To help get PHP and Zend Framework developers up and running quickly, Kevin Hoyt has created a set of examples of using the new Zend_Amf component and posted them on his blog, in a post titled Lots of Flash, Flex, and Zend, PHP Samples.
"Depending on how you count it, there are somewhere between 13 and 54 different Flash, and/or Flex examples included in the attached archive - that doesn’t even count the different PHP examples (also included)."
Kevin's examples cover:
- Hello AMF
- Hello Text
- Hello XML
It's a post that really gives PHP developers a good starting point and some excellent examples to work from. If you are interested in experimenting with Flex and PHP, you really need to read his post and explore his examples.

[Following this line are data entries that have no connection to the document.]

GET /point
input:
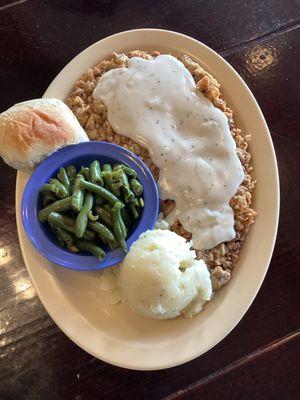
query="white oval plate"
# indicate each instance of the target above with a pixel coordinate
(114, 333)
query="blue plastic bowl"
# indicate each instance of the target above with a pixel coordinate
(78, 155)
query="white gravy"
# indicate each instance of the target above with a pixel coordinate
(155, 103)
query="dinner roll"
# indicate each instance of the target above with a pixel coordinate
(32, 130)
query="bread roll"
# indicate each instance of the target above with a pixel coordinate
(32, 130)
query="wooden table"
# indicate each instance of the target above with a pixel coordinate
(260, 359)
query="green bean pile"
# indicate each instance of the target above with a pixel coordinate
(92, 207)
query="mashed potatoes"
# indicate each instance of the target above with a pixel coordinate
(160, 277)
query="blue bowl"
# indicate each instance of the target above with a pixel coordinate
(78, 155)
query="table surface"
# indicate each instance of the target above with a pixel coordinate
(260, 358)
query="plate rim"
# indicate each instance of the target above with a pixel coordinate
(134, 365)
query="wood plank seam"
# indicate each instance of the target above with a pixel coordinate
(266, 36)
(236, 364)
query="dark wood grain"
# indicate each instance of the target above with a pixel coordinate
(259, 359)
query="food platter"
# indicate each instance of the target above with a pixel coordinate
(114, 333)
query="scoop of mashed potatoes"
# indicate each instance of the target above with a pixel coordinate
(160, 277)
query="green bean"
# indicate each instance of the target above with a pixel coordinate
(118, 227)
(48, 198)
(134, 208)
(128, 193)
(106, 167)
(55, 187)
(107, 207)
(85, 171)
(108, 181)
(71, 171)
(57, 236)
(91, 248)
(58, 206)
(129, 171)
(104, 215)
(83, 216)
(68, 224)
(99, 201)
(141, 201)
(136, 187)
(126, 218)
(66, 237)
(99, 191)
(95, 173)
(93, 217)
(78, 193)
(102, 231)
(64, 179)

To be able to use the examples, you will need a version of Zend Framework that includes Zend_Amf.
Matthew Weier O'Phinney, Software Architect for Zend Framework, recommends checking out the latest version of Zend_Amf from SVN until 1.7 is officially released.
So make sure you grab the latest version from svn or get the final version of Zend Framework 1.7 when it comes out.
For further research on using Adobe Flex and Zend_Amf:
- Lee Brimlow and Matthew Weier O'Phinney's recently presented a webinar titled Using Zend Framework with Flex. (Free registration required)
- RIAFox.com has a manual page for Zend_Amf.
- Wade Arnold, the author of Zend_Amf, has several good blog posts on his blog covering Flex and Zend_AMF.
As usual, although I strongly :) recommend using ZF for all your PHP programming, if you just want AMF support for PHP--consistent with the Zend Framework 'use at will' architecture--you can use Zend_Amf standalone without using other parts of Zend Framework.